My favorite TV show is 30 Rock. One of my favorite books is The Education of Little Tree by Asa Earl Carter (under the pseudonym Forrest Carter). I don't really have a favorite song, but I like Beck a lot. And I like Yo La Tengo.
15. What are your tools of the trade?
On 400 series Strathmore Bristol Board I use a mechanical pencil, a crow quill (dip ink) pen and Staedtler Mars Pigment liners for nits and nats. Then Adobe PhotoShop for zipatone patterns, lettering and coloring.
16. What’s the best part about being a cartoonist?
Getting paid for doing something I'm passionate about.
17. Have you met any of your cartoonist idols? Under what circumstances?

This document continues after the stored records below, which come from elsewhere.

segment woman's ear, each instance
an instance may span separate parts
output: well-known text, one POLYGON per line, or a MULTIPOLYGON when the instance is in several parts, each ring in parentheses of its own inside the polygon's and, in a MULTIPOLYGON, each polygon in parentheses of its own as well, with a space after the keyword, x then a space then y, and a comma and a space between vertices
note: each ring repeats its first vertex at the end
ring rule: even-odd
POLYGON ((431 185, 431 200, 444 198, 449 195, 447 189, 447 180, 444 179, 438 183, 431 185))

I got to meet Charles Schulz at a Reubens convention years ago. That was amazing. I also hoisted a couple of beers with Scott Adams at the same convention. Scott's work is the reason SCARY GARY is a three-panel strip. For me, his gag writing ability (and structure) is unparalleled.
18. What advice would you give aspiring cartoonists?
Never give up. Be humble enough to realize that if you're just starting out, you've got a lot to learn. Don't take rejection personally. With each rejection note (I have a drawer full of them), figure out the things that may be wrong with your material and don't do those things any more.
19. How important are awards?
Since I never won one, not very. I'm sure my answer will change if I'm ever nominated for one.
20. What’s something that nobody knows about you?
As I'm writing these responses, I'm wearing my underclothes. I just finished eating some organic hemp waffles topped with fresh berries, and there's a big blackberry stain on my undershirt. I'm slightly distressed that the stain will not completely come out. Oh, also, I have a gigantic crush on Laura Linney.